Leading brands do not treat personalization as a one-time task. Many of them successfully use AI-based tools to test the effectiveness of content and promotions, automatically place various variants for different customer groups, and then optimize them in real-time. For example, AI can distribute a banner or promotion to different audience groups. Then automatically select the most effective proposal and redirect traffic to that chosen offer.
When brands effectively use AI to deliver rich, personalized experiences, customers feel uniquely understood. Through continuous testing and optimization with AI, market leaders can constantly refine the way they serve their customers, unlocking additional value.
A/B Tests or multidimensional help determine the most effective content for each customer.
Customers expect that every point of interaction with brands – from initial messages, through email campaigns, educational materials, loyalty offers, updates, mobile notifications, and many others – will be personalized. Coordinating all these touchpoints manually, without AI support, can be not only exceptionally difficult but often leads to a fragmented and inconsistent experience for the customer. Moreover, marketers often have to rely on teams analyzing data to understand the relationships between different touchpoints and key performance indicators (KPIs).

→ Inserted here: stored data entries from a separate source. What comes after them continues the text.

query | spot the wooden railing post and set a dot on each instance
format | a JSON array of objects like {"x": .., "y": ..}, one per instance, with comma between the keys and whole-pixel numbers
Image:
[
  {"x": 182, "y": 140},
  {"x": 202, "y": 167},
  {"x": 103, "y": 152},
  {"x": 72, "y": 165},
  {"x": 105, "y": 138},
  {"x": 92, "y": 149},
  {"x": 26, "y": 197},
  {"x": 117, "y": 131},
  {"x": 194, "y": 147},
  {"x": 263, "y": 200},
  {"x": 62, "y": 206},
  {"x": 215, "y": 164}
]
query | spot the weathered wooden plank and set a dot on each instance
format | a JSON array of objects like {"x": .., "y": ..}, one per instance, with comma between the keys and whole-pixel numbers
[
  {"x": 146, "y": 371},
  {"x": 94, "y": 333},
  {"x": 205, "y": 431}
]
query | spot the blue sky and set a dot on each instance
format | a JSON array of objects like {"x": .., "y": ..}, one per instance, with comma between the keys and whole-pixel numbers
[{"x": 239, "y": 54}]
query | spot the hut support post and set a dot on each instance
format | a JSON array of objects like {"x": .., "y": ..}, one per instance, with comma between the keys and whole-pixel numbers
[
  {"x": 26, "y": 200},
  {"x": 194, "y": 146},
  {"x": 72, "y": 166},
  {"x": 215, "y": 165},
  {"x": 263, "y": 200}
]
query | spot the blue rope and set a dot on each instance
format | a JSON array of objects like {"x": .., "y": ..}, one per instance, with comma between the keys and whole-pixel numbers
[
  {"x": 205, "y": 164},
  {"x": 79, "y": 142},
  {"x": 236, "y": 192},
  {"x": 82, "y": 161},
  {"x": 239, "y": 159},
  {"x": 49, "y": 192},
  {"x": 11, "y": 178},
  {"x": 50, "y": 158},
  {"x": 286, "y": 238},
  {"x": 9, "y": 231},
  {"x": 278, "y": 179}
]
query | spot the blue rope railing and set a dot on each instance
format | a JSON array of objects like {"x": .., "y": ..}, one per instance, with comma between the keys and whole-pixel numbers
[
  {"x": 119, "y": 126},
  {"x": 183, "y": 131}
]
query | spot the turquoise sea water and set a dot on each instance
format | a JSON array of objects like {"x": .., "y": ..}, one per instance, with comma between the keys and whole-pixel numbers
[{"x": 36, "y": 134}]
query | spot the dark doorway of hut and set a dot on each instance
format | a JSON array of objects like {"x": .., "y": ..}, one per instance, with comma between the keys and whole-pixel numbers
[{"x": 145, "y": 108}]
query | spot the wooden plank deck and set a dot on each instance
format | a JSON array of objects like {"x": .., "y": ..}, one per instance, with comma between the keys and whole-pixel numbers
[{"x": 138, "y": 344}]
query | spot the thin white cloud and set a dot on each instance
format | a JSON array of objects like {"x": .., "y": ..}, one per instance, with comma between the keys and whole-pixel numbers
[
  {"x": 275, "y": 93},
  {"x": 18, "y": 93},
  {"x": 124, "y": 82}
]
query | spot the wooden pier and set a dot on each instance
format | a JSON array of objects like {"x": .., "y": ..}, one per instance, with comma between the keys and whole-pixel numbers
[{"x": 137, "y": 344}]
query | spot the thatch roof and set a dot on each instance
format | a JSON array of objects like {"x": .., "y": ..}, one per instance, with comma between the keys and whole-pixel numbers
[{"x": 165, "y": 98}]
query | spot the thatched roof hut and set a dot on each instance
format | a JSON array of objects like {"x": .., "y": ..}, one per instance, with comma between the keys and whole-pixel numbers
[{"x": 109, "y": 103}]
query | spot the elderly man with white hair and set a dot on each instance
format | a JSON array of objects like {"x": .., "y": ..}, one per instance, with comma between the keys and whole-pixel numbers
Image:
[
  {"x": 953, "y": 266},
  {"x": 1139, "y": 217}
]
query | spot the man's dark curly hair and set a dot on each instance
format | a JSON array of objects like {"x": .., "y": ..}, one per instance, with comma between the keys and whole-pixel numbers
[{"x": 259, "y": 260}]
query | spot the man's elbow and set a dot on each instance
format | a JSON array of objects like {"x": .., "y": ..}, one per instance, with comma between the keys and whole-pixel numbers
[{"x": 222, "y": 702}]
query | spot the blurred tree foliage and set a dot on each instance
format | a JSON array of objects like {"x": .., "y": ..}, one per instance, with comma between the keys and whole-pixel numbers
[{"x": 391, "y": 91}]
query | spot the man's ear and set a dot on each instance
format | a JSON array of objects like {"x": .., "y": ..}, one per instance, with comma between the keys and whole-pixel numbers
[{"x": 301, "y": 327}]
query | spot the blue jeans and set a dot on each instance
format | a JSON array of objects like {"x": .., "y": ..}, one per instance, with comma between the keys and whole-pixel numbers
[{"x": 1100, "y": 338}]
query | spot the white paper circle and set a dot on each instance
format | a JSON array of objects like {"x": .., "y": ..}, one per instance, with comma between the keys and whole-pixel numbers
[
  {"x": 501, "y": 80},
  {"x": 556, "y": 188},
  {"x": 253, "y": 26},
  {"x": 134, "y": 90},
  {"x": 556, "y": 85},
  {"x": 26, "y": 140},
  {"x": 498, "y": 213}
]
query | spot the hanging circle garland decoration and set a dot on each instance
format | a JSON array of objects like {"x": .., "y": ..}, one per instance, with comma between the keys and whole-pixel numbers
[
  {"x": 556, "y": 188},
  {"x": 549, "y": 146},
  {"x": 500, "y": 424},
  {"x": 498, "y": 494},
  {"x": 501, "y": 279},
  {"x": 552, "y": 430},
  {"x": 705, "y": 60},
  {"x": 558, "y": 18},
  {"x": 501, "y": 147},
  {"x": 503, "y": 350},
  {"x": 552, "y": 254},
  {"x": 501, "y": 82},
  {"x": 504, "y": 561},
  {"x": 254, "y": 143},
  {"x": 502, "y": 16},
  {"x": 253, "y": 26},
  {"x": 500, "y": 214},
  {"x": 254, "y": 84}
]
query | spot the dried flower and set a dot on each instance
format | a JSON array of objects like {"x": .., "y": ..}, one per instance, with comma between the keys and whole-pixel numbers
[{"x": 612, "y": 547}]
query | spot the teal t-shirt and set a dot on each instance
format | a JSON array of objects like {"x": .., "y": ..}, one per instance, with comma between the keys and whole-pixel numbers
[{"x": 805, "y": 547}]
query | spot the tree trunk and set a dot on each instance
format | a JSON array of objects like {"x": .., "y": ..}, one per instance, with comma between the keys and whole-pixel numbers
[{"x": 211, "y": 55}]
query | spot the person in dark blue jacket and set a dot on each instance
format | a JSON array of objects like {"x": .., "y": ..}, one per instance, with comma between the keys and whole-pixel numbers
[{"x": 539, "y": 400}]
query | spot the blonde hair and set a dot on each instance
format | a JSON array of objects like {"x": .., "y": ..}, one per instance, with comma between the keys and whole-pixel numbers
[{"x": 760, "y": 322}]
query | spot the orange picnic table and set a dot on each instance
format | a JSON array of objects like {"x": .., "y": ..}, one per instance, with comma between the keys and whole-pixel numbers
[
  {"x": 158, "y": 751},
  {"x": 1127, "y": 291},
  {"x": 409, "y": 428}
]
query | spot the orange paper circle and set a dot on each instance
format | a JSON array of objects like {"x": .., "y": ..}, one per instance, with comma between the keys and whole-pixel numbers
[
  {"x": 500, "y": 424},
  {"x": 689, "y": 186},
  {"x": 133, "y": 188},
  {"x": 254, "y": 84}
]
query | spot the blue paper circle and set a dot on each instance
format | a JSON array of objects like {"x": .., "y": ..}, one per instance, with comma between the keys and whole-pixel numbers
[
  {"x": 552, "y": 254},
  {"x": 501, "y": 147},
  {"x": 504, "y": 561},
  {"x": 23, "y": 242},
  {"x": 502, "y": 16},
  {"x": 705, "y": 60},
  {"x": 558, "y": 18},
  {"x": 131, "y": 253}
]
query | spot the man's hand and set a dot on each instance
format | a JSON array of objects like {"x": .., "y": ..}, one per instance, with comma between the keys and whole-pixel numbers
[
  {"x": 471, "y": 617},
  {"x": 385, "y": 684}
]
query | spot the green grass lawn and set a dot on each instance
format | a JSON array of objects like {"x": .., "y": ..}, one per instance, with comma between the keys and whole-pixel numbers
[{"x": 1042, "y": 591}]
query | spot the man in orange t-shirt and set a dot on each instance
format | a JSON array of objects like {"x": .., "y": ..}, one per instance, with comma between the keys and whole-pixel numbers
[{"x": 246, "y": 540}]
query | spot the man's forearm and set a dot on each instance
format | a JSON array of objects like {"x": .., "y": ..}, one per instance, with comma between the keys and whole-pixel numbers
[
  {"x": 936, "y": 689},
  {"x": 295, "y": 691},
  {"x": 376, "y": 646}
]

Tools using artificial intelligence are able to effectively use real-time customer data to propose the most appropriate next experience for each customer, regardless of the channel or device they use – whether it's email or push notifications on mobile devices. Advanced AI models analyze and categorize each message directed to a given customer. Then adjust its rank as the customer engages with the brand. For example, after a customer makes a purchase, the brand can instantly respond to this event by directing a targeted announcement to them. This announcement not only takes into account the made purchase but also proposes complementary products. The most effective solutions use models focused on specific goals. They optimize actions based on priority KPIs – such as maximizing the conversion rate (CVR) or increasing revenues.
By using AI to identify the most effective next interactions with customers, brands can deliver consistent and personalized experiences at every stage of the customer lifecycle. Even when the customer moves between different channels and devices.
Although implementing effective personalization may seem like a complex task, it doesn't have to be. There are many methods for creating powerful, personalized experiences where artificial intelligence can help through automation, coordination, delivery, and optimization. Personalization tools can interact with existing technologies and data, contributing to transforming your business and customer experience. The most advanced digital commerce solutions often include many built-in AI features. This allows focusing on strategy and key performance indicators that are most important for your business.